Ardhiana Amran

Ardhiana Amran lahir di Jakarta, 1 Maret 1971. Alumni IKIP Padang (sekarang UNP) Jurusan Bahasa dan Sastra Indonesia. Bekerja sebagai guru di SMP Negeri 3 Kotab...

Selengkapnya
Navigasi Web
KUSENTUH HATIMU

KUSENTUH HATIMU

Lanjutan...

Lukamu adalah Lukaku

Pagi ini aku dikejutkan dengan keramaian di ruang guru. Ada siswa yang sedang diadili. Kedapatan bolos berkeliaran di pasar. Lebih parah lagi, satpam di satu-satunya mall di kota kecil ini, datang melapor, bahwa siswa tersebut telah mengutil beberapa barang. Setelah dijemput Pak Purba, baru keamanan mall melapaskannya. Hampir semua guru yang ada di ruang itu, memberikan komentar dan cacian. Tak jarang ada juga yang menjewer telinganya, mencubit pinggangnya dan memukul punggungnya. Aku menyeruak di antara kerumunan. Ingin tahu siapa siswa tersebut.

“Panggil saja orang tuanya! Biar tahu, kalau anaknya bandel!” ucap Pak Purba. Siswa tersebut nampak meradang. Kepalanya tegak menantang.

“Astaghfirullah al azim.” Aku terkejut. Siswa itu ternyata Tegar Ramadhan. “Maaf, Pak Purba. Mohon ijin untuk membawa anak saya ini. Saya wali kelasnya.” jelasku.

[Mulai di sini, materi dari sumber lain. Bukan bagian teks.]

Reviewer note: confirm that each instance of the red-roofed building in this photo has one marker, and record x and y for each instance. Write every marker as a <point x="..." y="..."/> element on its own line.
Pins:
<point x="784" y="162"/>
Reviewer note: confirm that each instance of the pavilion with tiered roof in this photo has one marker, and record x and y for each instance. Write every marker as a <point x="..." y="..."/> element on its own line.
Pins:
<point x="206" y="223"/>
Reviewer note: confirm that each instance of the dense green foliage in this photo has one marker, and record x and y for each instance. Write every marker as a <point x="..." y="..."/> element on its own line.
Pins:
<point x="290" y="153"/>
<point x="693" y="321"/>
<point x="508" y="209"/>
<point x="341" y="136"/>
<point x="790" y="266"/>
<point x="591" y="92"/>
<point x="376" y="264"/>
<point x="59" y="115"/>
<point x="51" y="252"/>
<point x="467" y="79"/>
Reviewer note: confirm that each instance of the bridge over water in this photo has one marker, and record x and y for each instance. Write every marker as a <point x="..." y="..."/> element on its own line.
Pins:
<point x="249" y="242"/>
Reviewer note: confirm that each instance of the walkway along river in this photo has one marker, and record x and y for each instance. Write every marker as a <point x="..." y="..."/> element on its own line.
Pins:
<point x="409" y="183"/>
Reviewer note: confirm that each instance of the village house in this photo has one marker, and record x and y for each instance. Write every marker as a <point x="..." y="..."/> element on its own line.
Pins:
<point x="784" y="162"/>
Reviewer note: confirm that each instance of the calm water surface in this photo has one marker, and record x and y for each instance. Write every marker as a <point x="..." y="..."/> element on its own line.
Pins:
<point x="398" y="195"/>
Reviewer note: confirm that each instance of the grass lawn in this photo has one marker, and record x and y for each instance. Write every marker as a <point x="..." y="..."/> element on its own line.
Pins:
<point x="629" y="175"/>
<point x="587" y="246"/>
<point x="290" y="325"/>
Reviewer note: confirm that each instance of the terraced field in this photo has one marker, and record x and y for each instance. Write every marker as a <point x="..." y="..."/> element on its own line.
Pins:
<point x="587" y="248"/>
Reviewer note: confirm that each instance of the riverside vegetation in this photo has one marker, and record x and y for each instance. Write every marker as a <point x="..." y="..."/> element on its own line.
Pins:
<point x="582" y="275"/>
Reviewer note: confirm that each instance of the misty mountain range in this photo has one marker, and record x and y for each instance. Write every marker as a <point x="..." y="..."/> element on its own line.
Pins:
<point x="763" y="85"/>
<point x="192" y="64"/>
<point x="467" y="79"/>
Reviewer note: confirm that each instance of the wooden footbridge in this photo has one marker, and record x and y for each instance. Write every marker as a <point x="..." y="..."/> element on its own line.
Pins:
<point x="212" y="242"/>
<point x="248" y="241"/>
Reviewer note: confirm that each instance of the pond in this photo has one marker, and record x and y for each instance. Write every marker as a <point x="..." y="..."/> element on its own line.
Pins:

“O, iya Ibu silahkan!” Pak Purba menunjuk ruang BP. Aku segera menarik Tegar memasuki ruang BP dan menutup pintunya. Aku tak ingin guru lain ikut mengadilinya. Seringkali kulihat kebanyakan guru akan ikut menangani siswa berkasus yang dibawa ke ruang guru, tanpa tahu duduk persoalan yang sebenarnya.

“Duduklah! Tenangkan dirimu dulu, sebelum kamu menjawab pertanyaan ibu!”

Aku ke luar mengambil segelas air untuknya. Nafasnya masih terlihat memburu. Wajahnya yang keras menatap hampa dinding ruang bimbingan konseling itu. aku tak tahu apa yang ada di pikirannya saat itu. tangannya mengepal. Sesekali ia meninju telapak tangannya sendiri. Seakan ingin melampiaskan kemarahan dan kekesalan hatinya.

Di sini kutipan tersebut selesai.